Step 5: Register Everything in Program.cs

using RateLimitingApi.Middleware;
using RateLimitingApi.Services;

var builder = WebApplication.CreateBuilder(args);

builder.Services.AddSingleton<RateLimitingService>();
builder.Services.AddControllers();

var app = builder.Build();

app.UseMiddleware<RateLimitingMiddleware>();
app.MapControllers();

app.Run();

Step 6: Create a Sample API Endpoint

// Controllers/SampleController.cs
using Microsoft.AspNetCore.Mvc;

[ApiController]
[Route("[controller]")]
public class SampleController : ControllerBase
{
    [HttpGet("hello")]
    public IActionResult Get()
    {
        return Ok("Hello, World!");
    }
}

Testing the Rate Limiting

You can now start your API:

dotnet run

Then hit the endpoint repeatedly:

GET http://localhost:5000/sample/hello

After exceeding 100 requests within a minute (from the same IP), you’ll start getting:

HTTP 429 Too Many Requests
Rate limit exceeded.
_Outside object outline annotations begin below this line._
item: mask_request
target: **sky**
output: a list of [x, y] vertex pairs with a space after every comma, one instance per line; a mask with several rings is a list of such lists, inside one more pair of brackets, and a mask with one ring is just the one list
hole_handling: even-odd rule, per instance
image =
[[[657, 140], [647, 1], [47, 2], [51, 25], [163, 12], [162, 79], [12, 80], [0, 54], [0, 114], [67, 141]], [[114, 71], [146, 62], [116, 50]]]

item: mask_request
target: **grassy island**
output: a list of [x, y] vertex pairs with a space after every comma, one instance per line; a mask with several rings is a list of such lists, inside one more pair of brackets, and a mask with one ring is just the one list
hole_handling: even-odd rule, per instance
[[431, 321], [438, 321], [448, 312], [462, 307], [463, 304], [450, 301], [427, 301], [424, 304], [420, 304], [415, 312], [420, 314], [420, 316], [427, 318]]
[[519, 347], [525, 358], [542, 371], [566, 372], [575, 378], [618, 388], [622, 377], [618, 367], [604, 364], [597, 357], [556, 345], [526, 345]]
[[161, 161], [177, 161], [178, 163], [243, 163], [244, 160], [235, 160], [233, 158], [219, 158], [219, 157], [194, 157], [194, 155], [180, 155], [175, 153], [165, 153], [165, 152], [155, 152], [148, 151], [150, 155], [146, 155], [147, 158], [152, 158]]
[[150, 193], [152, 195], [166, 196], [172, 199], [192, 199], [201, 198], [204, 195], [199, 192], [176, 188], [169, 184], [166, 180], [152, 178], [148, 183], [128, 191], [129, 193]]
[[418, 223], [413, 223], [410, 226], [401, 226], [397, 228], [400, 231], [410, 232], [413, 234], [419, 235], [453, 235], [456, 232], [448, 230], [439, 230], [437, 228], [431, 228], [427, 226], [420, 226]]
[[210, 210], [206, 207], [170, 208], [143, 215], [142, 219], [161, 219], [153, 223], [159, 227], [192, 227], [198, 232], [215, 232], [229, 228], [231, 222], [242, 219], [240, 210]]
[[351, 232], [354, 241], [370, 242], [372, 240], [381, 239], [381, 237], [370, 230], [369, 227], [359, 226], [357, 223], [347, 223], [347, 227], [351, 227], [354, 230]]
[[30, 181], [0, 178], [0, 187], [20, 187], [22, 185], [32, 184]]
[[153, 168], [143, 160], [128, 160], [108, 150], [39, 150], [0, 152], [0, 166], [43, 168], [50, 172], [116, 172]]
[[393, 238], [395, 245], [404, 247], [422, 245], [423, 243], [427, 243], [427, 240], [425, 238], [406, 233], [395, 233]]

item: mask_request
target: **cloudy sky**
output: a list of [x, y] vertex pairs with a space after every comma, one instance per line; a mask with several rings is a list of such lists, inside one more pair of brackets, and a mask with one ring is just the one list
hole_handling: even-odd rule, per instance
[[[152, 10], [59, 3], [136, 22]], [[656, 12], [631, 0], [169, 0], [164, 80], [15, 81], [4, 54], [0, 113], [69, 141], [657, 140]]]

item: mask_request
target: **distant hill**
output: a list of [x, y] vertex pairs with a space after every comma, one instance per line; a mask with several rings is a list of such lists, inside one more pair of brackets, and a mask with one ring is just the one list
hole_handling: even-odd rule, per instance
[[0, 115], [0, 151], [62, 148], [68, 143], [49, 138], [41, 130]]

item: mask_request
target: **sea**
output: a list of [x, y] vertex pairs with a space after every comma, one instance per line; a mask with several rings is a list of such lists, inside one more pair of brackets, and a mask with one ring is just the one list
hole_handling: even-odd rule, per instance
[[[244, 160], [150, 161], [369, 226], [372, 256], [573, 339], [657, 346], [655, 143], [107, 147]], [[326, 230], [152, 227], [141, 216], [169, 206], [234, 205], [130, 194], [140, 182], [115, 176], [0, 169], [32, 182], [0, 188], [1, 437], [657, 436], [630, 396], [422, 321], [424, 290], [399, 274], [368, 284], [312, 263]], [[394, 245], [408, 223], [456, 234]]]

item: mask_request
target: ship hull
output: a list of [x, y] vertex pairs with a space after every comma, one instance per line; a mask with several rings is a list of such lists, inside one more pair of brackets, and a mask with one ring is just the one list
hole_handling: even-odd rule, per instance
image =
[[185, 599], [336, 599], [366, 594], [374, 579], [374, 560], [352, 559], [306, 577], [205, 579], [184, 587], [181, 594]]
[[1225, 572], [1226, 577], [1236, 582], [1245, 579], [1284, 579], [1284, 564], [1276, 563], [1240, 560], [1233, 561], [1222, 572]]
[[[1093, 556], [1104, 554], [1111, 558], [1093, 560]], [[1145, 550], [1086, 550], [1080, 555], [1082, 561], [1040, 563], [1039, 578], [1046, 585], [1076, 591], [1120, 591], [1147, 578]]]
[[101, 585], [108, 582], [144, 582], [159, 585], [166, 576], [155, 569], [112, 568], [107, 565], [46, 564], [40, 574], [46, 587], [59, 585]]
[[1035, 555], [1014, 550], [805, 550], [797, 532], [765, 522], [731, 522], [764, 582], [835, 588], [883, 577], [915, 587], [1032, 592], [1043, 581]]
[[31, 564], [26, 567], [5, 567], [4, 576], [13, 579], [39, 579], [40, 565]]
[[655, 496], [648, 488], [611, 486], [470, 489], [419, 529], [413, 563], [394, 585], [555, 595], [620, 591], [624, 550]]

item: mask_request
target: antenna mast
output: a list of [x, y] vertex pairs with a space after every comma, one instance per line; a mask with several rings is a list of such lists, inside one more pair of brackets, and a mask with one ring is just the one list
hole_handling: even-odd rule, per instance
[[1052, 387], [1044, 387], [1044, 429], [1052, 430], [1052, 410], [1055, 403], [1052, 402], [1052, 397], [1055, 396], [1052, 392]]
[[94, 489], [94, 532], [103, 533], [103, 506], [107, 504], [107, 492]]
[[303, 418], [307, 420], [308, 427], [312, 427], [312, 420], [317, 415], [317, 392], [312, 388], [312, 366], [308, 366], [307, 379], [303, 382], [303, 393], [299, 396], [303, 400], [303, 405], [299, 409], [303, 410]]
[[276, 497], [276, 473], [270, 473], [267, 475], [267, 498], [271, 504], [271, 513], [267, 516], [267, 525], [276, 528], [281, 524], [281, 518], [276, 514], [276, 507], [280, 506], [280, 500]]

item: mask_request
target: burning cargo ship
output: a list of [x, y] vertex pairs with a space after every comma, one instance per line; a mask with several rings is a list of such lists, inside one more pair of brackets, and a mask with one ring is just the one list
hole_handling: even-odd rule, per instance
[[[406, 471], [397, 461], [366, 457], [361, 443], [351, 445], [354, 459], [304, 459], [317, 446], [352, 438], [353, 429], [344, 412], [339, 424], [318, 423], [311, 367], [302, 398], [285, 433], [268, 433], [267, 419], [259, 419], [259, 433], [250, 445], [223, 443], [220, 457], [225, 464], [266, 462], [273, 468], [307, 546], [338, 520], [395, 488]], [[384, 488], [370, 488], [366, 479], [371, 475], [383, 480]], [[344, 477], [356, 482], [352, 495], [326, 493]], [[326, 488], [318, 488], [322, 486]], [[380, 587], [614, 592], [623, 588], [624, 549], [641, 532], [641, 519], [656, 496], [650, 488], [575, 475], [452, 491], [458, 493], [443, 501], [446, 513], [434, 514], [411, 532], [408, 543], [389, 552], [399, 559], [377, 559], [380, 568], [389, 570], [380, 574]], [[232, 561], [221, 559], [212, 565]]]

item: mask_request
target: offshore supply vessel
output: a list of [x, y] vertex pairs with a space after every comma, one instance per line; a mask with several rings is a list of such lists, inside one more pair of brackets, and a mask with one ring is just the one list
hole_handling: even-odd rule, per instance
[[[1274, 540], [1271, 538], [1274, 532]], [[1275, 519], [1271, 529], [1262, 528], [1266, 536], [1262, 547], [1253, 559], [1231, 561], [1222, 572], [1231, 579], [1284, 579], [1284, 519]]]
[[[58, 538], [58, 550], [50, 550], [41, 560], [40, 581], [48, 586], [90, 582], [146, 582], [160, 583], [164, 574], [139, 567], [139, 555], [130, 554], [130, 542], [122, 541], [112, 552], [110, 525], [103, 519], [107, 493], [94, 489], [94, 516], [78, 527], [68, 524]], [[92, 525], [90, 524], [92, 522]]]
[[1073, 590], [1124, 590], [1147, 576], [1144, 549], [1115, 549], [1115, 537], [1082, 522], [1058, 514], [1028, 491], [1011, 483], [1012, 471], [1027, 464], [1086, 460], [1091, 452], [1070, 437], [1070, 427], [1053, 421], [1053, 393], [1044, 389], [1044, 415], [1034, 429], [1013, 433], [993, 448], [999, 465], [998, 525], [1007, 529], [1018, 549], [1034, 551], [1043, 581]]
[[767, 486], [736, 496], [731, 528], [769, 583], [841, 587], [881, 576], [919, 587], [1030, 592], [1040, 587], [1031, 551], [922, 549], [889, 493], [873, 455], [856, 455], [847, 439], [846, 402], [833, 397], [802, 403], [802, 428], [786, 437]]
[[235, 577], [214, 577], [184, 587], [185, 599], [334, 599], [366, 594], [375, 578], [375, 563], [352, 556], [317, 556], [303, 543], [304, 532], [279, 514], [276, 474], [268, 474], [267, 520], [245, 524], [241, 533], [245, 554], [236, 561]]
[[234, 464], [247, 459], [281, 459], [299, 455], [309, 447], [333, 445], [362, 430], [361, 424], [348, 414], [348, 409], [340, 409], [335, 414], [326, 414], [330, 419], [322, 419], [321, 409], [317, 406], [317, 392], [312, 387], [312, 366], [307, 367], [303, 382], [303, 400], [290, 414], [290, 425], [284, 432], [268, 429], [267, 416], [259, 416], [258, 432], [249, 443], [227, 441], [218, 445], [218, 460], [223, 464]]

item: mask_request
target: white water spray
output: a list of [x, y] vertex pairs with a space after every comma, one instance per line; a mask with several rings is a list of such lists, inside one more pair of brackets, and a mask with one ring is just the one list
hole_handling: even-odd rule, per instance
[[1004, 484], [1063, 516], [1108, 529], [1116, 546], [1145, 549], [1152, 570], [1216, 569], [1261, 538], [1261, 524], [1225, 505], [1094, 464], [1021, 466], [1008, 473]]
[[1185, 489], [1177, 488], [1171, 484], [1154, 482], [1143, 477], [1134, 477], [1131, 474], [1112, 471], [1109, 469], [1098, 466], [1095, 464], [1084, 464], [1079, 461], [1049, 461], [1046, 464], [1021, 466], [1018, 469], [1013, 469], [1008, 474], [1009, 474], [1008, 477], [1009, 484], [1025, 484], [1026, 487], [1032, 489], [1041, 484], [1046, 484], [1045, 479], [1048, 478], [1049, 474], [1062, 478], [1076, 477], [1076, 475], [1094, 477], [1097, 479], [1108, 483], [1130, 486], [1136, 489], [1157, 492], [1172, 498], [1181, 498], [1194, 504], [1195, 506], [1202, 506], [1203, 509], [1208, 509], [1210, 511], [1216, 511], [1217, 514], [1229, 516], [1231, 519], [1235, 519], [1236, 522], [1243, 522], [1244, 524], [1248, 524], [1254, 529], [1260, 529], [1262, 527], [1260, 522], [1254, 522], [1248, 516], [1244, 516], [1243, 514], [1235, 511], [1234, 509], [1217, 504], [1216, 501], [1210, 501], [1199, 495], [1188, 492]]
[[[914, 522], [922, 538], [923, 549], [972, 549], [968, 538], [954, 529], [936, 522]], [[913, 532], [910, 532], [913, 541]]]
Try again later.

Benefits of Using Redis for Rate Limiting

• Distributed support: Works across multiple app servers
• Fast in-memory reads and writes: Keeps latency low
• Built-in key expiry support: Automatically resets counters after the time window

GitHub Repository

I’ve pushed the complete working code here:

👉 GitHub Repo: https://github.com/DheerGupta35959/RateLimitingApi

Final Thoughts

Rate limiting is one of those things that many teams leave till late, but it’s critical for the long-term health and stability of your APIs. This approach using ASP.NET Core and Redis is simple, scalable, and works well even in cloud environments like Azure or AWS.